I know it's not an inherent fault of the JS frameworks. bit I share what I see on the streets, most of custom JS apps I see are way more vulnerable to hacking than a old-style MVC app.
yes it is possible to make mistakes in both styles, but in JS apps I probably see 400% more easily discovered vulnerabilities than in a common MVC (even with stimulus) app
> Accelerate your agents with convention over configuration. Ruby on Rails scales from PROMPT to IPO. Token-efficient code that's easy for agents to write and beautiful for humans to review
And I fucking hate it. If I read this the first time I would think this is some kind of tool to optimize your LLM agents.
I have been using Rails for over a decade now and always liked the focus on writing beautiful and simple code. On making it easy to reason about with colleagues. Now it seems like DHH is throwing all what made Rails special overboard.
If we are all supposed to be talking to agents now, what's the difference if my agent uses fucking Next, Nuxt, Rails or Django?
I've only just noticed that on the Rails homepage, and while I acknowledge everyone's chasing that sweet sweet AI hype, I gotta say that's... disappointing[1]. The reason I fell in love with Ruby (and by extension, Rails) is because it enabled me as a human to express myself through code. Not to become a glorified janitor for a LLM.
[1]=Well, I had a stronger response initially but I toned it down a bit for here...
This is so painful... I can't help but wonder who they're trying to target with such inane slogans.
Rails is amazing, but "token-efficiency" is not on the list of reasons why.
Typical DHH insanity.
The people who think that spicy autocomplete actually has an understanding of the slop it's churning out for them.
The claim seems quite clear to me: "convention over configuration allows coding agents to be more effective".
But yes, I do agree that the main line should say what Ruby on Rails actually is, not why it's good for your agent.
However having worked with Typescript for 8 years now... I'm not sure I could go back to Ruby without types. For LLMs thats important as well, the more guard rails you can give them the better. What's the state of type checkers today?

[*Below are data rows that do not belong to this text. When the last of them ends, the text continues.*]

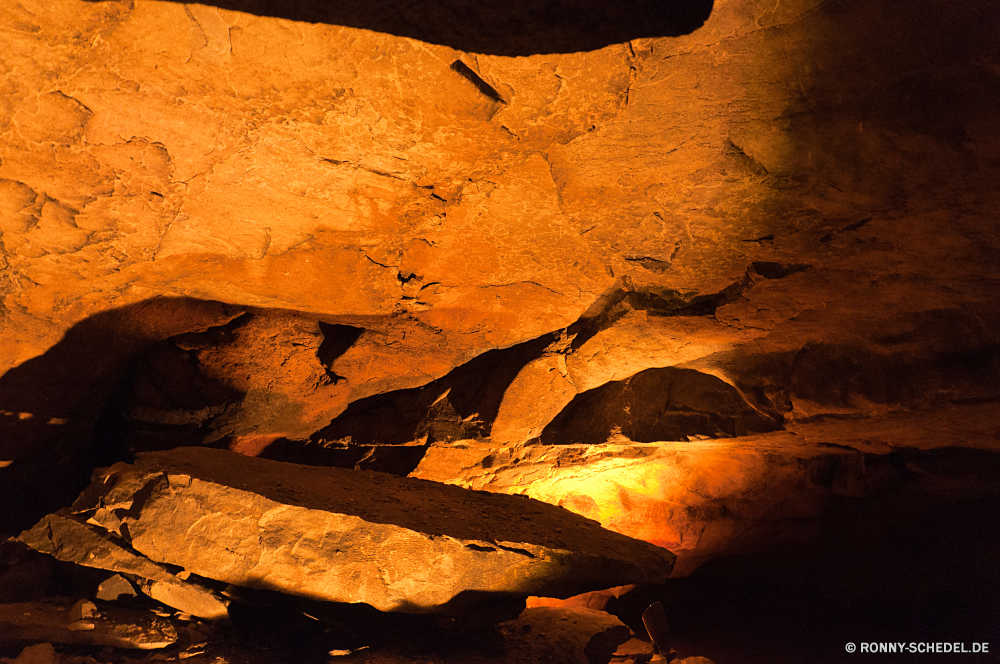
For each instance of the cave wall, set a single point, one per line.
(284, 233)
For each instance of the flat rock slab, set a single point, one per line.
(398, 544)
(53, 622)
(67, 539)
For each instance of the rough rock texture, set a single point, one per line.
(39, 622)
(342, 233)
(349, 536)
(67, 539)
(704, 498)
(797, 189)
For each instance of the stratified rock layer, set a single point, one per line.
(705, 498)
(351, 536)
(71, 541)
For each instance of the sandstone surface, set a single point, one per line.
(40, 622)
(350, 536)
(704, 498)
(67, 539)
(582, 238)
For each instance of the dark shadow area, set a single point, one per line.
(49, 405)
(336, 340)
(914, 565)
(654, 405)
(514, 28)
(462, 404)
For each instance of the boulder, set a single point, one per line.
(67, 539)
(52, 622)
(398, 544)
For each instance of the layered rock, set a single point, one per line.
(703, 498)
(69, 540)
(39, 622)
(351, 536)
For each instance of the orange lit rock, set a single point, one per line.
(51, 622)
(69, 540)
(703, 498)
(348, 536)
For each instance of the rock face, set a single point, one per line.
(349, 536)
(38, 622)
(67, 539)
(705, 498)
(745, 250)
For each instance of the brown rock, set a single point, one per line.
(40, 653)
(356, 536)
(577, 636)
(115, 588)
(702, 498)
(36, 622)
(67, 539)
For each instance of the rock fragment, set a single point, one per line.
(397, 544)
(580, 636)
(40, 653)
(51, 622)
(67, 539)
(114, 588)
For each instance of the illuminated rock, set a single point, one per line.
(704, 498)
(67, 539)
(350, 536)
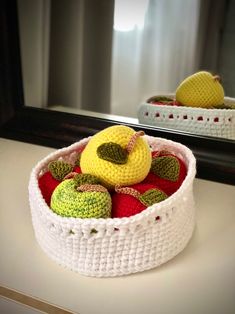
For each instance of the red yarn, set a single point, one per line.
(47, 184)
(167, 186)
(124, 205)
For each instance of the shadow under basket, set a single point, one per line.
(202, 121)
(116, 246)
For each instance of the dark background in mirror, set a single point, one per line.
(100, 56)
(215, 157)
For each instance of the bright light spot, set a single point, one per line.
(129, 14)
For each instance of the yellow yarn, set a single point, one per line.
(201, 89)
(133, 171)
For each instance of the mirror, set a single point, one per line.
(105, 58)
(42, 126)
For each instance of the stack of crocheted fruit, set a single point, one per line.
(201, 89)
(115, 175)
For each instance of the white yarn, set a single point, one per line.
(210, 122)
(121, 245)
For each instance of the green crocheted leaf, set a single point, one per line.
(152, 196)
(59, 169)
(77, 161)
(166, 167)
(112, 152)
(160, 99)
(85, 178)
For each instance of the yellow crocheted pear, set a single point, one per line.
(201, 89)
(117, 155)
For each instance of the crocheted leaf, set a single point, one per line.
(160, 99)
(166, 167)
(59, 169)
(152, 196)
(112, 152)
(85, 178)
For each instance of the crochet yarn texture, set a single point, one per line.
(167, 172)
(200, 90)
(67, 201)
(59, 169)
(110, 173)
(129, 201)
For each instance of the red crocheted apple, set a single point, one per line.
(51, 178)
(167, 172)
(129, 201)
(162, 100)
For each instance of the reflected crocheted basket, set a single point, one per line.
(202, 121)
(108, 247)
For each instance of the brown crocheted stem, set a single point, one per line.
(127, 190)
(217, 78)
(132, 141)
(91, 188)
(70, 175)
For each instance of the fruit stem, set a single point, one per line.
(128, 191)
(91, 188)
(70, 175)
(132, 141)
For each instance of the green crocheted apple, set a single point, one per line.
(75, 198)
(51, 178)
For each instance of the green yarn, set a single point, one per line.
(152, 196)
(163, 99)
(85, 178)
(59, 169)
(66, 201)
(112, 152)
(166, 167)
(77, 161)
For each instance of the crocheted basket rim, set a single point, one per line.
(158, 208)
(227, 101)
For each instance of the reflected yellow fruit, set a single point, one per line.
(135, 168)
(201, 89)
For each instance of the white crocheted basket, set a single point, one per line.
(119, 246)
(210, 122)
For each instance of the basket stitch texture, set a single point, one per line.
(210, 122)
(119, 246)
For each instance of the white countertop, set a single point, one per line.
(199, 280)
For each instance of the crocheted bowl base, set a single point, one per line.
(115, 247)
(124, 251)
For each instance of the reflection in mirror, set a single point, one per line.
(109, 56)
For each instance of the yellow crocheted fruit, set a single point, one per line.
(66, 201)
(107, 157)
(201, 89)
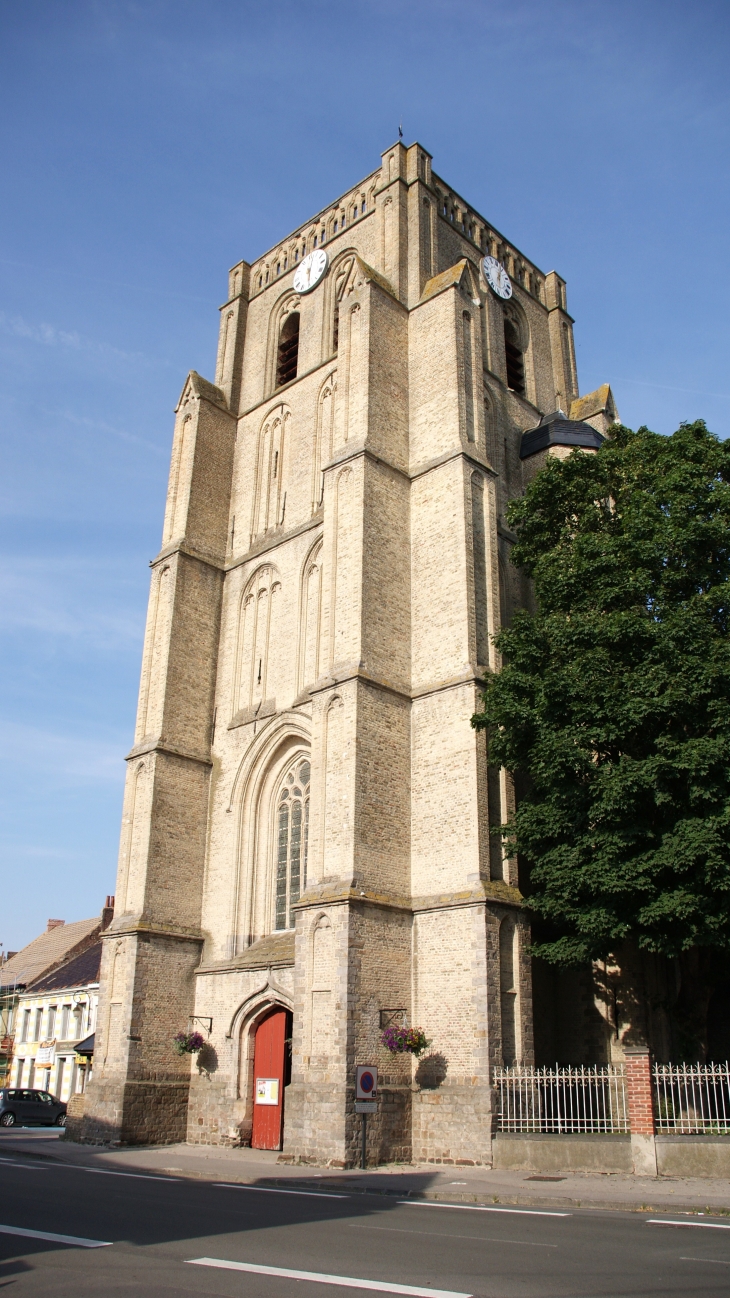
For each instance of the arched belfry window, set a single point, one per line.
(292, 824)
(515, 356)
(289, 351)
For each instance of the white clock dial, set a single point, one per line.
(496, 277)
(311, 270)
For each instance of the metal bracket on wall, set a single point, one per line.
(207, 1024)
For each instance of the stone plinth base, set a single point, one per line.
(135, 1113)
(322, 1128)
(453, 1124)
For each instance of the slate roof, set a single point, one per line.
(557, 430)
(47, 952)
(78, 971)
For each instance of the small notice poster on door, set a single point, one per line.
(266, 1090)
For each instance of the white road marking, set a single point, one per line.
(478, 1207)
(137, 1176)
(96, 1171)
(707, 1225)
(56, 1238)
(716, 1262)
(346, 1281)
(440, 1235)
(266, 1189)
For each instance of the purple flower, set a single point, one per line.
(400, 1040)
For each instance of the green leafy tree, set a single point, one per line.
(613, 702)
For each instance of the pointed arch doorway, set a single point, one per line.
(272, 1071)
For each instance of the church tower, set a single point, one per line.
(305, 852)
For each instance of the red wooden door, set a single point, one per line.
(269, 1059)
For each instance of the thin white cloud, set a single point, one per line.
(60, 759)
(68, 597)
(50, 335)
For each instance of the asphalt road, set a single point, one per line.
(127, 1233)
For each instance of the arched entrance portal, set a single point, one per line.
(272, 1071)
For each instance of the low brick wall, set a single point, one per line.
(541, 1153)
(692, 1155)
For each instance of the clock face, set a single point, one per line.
(311, 270)
(496, 277)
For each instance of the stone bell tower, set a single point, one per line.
(308, 809)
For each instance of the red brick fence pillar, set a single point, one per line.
(639, 1096)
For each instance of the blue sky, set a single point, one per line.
(146, 147)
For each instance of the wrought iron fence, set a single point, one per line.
(692, 1098)
(561, 1100)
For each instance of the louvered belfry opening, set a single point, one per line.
(289, 351)
(515, 358)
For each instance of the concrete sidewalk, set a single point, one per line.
(425, 1181)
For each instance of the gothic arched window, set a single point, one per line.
(292, 824)
(515, 357)
(289, 351)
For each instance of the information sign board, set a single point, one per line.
(266, 1090)
(365, 1081)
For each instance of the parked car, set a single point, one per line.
(30, 1109)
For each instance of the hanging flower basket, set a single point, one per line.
(404, 1040)
(188, 1042)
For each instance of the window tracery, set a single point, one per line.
(292, 831)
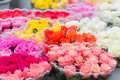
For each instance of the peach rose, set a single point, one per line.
(112, 63)
(72, 53)
(104, 58)
(96, 51)
(95, 68)
(64, 61)
(52, 55)
(93, 59)
(105, 68)
(69, 70)
(13, 77)
(86, 53)
(79, 61)
(85, 70)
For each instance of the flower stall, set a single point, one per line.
(60, 40)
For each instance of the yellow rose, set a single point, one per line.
(56, 27)
(33, 1)
(33, 23)
(56, 1)
(91, 1)
(26, 36)
(55, 5)
(64, 3)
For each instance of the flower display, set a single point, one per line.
(81, 58)
(109, 39)
(97, 1)
(35, 29)
(55, 14)
(87, 25)
(12, 23)
(51, 4)
(11, 44)
(67, 35)
(14, 13)
(81, 9)
(23, 66)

Very true for me as well. I've never worked with Ruby but feel the same way about Django.
Btw, if you're looking for a "Rails but with TypeScript," my colleagues and I are working on almost just that: https://wasp.sh/.
The main difference, besides the ecosystem, is that we're more in the "configuration over convention" camp. Wasp has a simple DSL for specifying said configuration, but it's about to be replaced with a TypeScript file.
Wasp is still in beta and nowhere near Rails-level polish. But, depending on your early adopter tendencies, you might find it interesting regardless. If you do try it out, please reach out and share your thoughts.
However, the fact its still the js ecosystem with react, thing is even though it's super productive in churning out the code, there's too many possible ways to do something. it's unwieldy.
For example Claude is obsessed with making react context providers. it'll make tons of them to power every feature. and your app will happily hold 20 layers of russian doll'd state in memory with no way to link to anything.
you have to tell it, no don't do that. i need you to power this thing through the router, through the url. and that has to be designed cohesively. and that's very different from the context free-for-all.
I agree. Not only that, I feel like TypeScript is currently the only popular high-level language with a type system capable of communicating all meaningful information. It seems to have hit an LLM sweet spot.
Looking at other candidates:
- Rust is popular and has a powerful type system, but it forces you to program at a level that's lower than necessary for most projects, hindering usability.
- Go is much more usable and very popular, but its type system can't communicate much.
- Haskell has an excellent type system, but it's nowhere near popular enough, and its usability suffers due to esoteric constraints (laziness, purity).
- etc.
I don't know the recent developments in Python's and Ruby's type systems. They may be able to compete these days, but they were nowhere near TS's level in terms of contract a few years ago when I last tried them out.
And I admittedly have no idea what's going on with C# and Java, but I'd love to hear about it.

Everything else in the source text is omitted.